Francis Bacon's Studio at The Hugh Lane, Dublin City Gallery.
Francis Bacon was born in Ireland but left at the age of 16 following a disagreement with his father. He travelled to Berlin and then on to Paris where he found a sense of purpose. An exhibition by Picasso inspired him to become an artist and Poussin's Massacre of the Innocents at Chantilly showed him how the human scream could be captured in paint. Eisenstein's Battleship Potemkin caught his attention with the powerful close-up of a screaming nurse.
He first gained recognition as a painter with Crucifixion in 1933 but it was in the mid-1940s that his career took off with the success of his Three Studies for Figures at the base of a Crucifixion in 1944 and established him as a force in post-war art. He spent most of his life in London.
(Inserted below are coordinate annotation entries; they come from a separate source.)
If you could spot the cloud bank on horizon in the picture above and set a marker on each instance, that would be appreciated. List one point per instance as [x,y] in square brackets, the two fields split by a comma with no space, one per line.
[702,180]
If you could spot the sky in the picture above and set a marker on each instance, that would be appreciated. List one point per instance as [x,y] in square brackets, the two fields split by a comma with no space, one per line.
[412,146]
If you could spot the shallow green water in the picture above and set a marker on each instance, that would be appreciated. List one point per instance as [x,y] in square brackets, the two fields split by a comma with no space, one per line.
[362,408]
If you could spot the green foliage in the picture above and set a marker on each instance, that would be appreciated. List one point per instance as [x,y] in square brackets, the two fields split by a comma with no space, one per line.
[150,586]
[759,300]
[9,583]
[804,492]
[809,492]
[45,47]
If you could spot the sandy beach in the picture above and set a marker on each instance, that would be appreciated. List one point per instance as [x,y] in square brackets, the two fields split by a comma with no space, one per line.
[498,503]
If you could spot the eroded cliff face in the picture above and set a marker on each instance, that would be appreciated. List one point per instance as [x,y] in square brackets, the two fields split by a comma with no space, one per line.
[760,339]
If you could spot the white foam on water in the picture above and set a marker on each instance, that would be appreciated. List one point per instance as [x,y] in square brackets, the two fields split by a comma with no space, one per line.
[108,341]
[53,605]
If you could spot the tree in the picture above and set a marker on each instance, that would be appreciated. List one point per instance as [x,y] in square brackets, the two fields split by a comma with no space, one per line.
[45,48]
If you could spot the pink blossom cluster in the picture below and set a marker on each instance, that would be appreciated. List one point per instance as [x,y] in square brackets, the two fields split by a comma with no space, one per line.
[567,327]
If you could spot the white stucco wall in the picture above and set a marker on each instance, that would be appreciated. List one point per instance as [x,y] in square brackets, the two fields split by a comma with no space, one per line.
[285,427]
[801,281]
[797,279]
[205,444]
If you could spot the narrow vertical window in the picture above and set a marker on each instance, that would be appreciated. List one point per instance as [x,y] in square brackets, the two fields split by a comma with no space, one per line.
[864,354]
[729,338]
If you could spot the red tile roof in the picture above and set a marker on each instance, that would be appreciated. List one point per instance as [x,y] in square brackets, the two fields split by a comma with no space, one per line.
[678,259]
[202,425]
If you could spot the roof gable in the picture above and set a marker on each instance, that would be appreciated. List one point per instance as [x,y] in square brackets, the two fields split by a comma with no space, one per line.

In 1998, John Edwards, his sole heir, donated the studio and its contents to the Hugh Lane Gallery. In August of that year, the Hugh Lane team removed the studio and its entire contents from London to Dublin. The team made a survey and elevation drawings of the small studio, mapping out the spaces and locations of the objects. The wall, floor, doors and ceiling were also removed, including the dust.
'For some reason the moment I saw this place I knew that I could work here. I am very influenced by places - by the atmosphere of a room....'
'This mess here around us is rather like my mind; it may be a good image of what goes on inside me, that's what it's like, my life is like that'.
'I can only paint here, in my studio. I've had plenty of others, but I've been here for nearly thirty years now and it suits me very well. I cannot work in places that are too tidy. It's much easier for me to paint in a place like this which is a mess, I don't know why but it helps me'.
'I feel at home here in this chaos because chaos suggests images to me. And in any case I just love living in chaos. If I did have to leave and I went into a new room, in a week's time the thing would be in chaos. I do like things to be clean, I don't want the plates and things to be filthy dirty, but I like a chaotic atmosphere'.